Once you create a new RBS volume from a snapshot, you will not get performance as expected. It's because AWS keep the Snapshot in S3 and when you try to access certain blocks of the volume, it will download the blocks from S3 to the EBS volume. This process is called "Lazy Loading".

But for our database physical restoration process, we need to pre-warm selected files for validation and copying to target directory. To make next process faster, we need to pre-warm the files beforehand.

The [AWS documentation](https://docs.aws.amazon.com/ebs/latest/userguide/ebs-initialize.html) suggests to use `dd` or `fio` to pre-warm the files. But both of them are not optimized for this purpose and we can get at max 25~40MB/s speed on a 3000IOPS 600MB/s disk. But with this library, we can get almost 90% of speed.

In the library, we also do batching of small files. In case of database, we have lot of small files and reading them and waiting for the io completion will take more time. So, we read them in batches.

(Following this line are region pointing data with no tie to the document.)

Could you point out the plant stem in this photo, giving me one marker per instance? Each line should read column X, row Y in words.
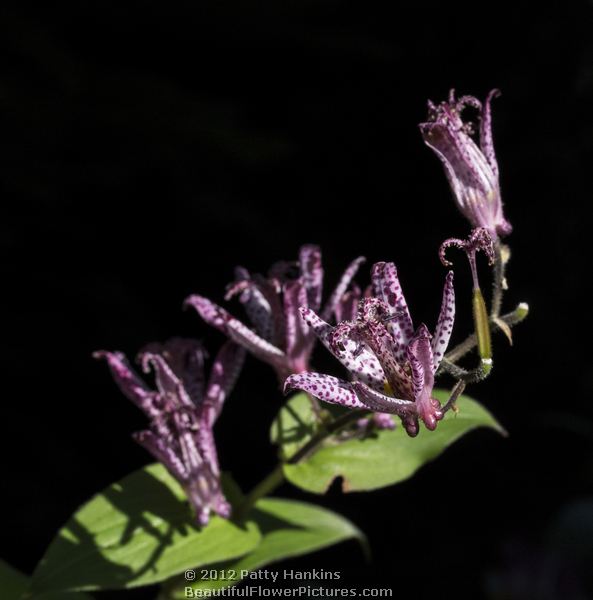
column 511, row 319
column 455, row 393
column 276, row 477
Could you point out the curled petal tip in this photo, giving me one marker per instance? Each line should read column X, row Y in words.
column 288, row 384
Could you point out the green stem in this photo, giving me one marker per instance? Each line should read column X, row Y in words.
column 482, row 325
column 511, row 319
column 498, row 282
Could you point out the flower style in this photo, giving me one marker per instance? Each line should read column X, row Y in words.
column 471, row 169
column 182, row 411
column 279, row 336
column 391, row 365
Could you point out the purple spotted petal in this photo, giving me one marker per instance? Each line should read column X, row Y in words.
column 256, row 304
column 336, row 296
column 444, row 327
column 371, row 328
column 486, row 143
column 223, row 376
column 383, row 421
column 422, row 361
column 311, row 274
column 298, row 340
column 185, row 357
column 347, row 307
column 162, row 452
column 169, row 385
column 218, row 317
column 128, row 382
column 382, row 403
column 472, row 170
column 355, row 356
column 324, row 387
column 386, row 286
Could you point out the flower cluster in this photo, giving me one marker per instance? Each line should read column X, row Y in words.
column 471, row 168
column 279, row 337
column 391, row 365
column 182, row 411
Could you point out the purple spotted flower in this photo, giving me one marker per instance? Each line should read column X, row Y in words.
column 279, row 336
column 392, row 366
column 471, row 168
column 182, row 411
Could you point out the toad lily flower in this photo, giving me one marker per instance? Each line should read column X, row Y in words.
column 182, row 411
column 471, row 169
column 392, row 366
column 279, row 336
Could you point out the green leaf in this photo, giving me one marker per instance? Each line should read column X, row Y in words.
column 14, row 584
column 294, row 424
column 289, row 528
column 377, row 461
column 137, row 532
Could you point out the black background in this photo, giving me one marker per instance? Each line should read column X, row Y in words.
column 148, row 148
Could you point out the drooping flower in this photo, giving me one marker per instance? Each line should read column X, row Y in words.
column 471, row 167
column 479, row 239
column 182, row 411
column 279, row 336
column 391, row 365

In **io_uring**, we can submit multiple requests and wait for the completion of all of them.

Assume, small files are those <= 1MB.

In io_uring we are submitting 64 requests at a time.

1MB = 256KB \* 4

So, we can submit (64/4) = 16 small 1MB files i/o requests at a time.

This will reduce the overhead of submitting the requests and waiting for the io completion.

So, in case of io_uring, we should run only two threads to submit the requests.

- One for small files
- Another for large files

**Note** > We have also support for `psync` which is default in most of the io operation due to support in every Linux Kernel. For Linux Kernel 5.1 or higher, we should use `io_uring` which is faster than `psync`.

### License

Apache 2.0